Ultimately, the earlier you begin to clean data and automate processes in a workflow, the less expensive the overhead is at the tail end of the process.
If data is the new oil, doesn't it make sense to fix your refinery tanks rather than hire people to clean up the oil spills?
As industries and companies get larger, projects get larger. As projects get larger, teams get larger, and when teams get larger, specialization often occurs. The problem is that when specialization occurs, this creates the need for knowledge transfers and hand-offs. Jim prefers to invest in "Swiss army knife" resources--people whose expertise allow them to be involved in projects from inception to deployment (or from business analysis to analytics reporting). When this happen, the baton is never dropped and solutions are ultimately of better quality because informed decisions are made with technical resources in the room.

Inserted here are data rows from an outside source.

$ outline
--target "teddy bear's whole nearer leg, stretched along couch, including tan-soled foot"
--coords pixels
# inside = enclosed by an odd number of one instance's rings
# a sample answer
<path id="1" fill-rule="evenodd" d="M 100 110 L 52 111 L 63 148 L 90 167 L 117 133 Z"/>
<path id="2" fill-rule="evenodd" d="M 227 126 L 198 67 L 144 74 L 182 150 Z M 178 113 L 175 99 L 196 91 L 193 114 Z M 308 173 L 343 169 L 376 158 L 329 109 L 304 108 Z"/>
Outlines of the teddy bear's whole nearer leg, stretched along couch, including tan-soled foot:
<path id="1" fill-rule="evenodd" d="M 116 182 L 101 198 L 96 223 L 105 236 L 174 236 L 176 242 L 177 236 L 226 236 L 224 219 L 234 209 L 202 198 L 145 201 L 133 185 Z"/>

In Fred Brooks' The Mythical Man-Month: Essays on Software Engineering, Brooks uses the term "surgeons" to describe these Swiss army knife resources--people who can get the job done from start to finish, with a support structure available to lean on or delegate to. Brooks' is also quick to point out that the more people are added to a project late in the game, the longer the project will actually take, and the amount of cross-communication between additional resources that occurs (additional nodes in the network graph), the more time is spent on communication, meetings, and knowledge transfer, slowing down a project's momentum.
I put the emphasis on custom applications, but the reality is that you are looking for clean data. Clean data clears the way to limit overhead, while making appropriate personnel decisions, rather than filling gaps. An investment in enterprise architecture means enabling a key group of individuals to have the tools and decision-making power to keep the technology strategy aligned with the business strategy, since information IT is inseparable from business needs and operations. This is an investment in custom solutions, which could mean custom application development, or simply choosing the appropriate application to customize, integrate, and support. Confusing off-the-shelf software with the actual solution (which should be custom) ultimately creates a pitfall that can lead to bad data and failed analytics. In fact, Gartner reports that more than 60% of all analytics projects fail. That means that more than half of the projects meant to create data-driven enterprises end up failing, and some of the major reasons for this failure are in the lack of understanding when it comes to the value of custom solutions, specialization of personnel which creates hand-offs allowing things to fall through the gaps, and failing to recognize that successful solutions are the result of IT and business collaboration, and one should never simply be a service to the other.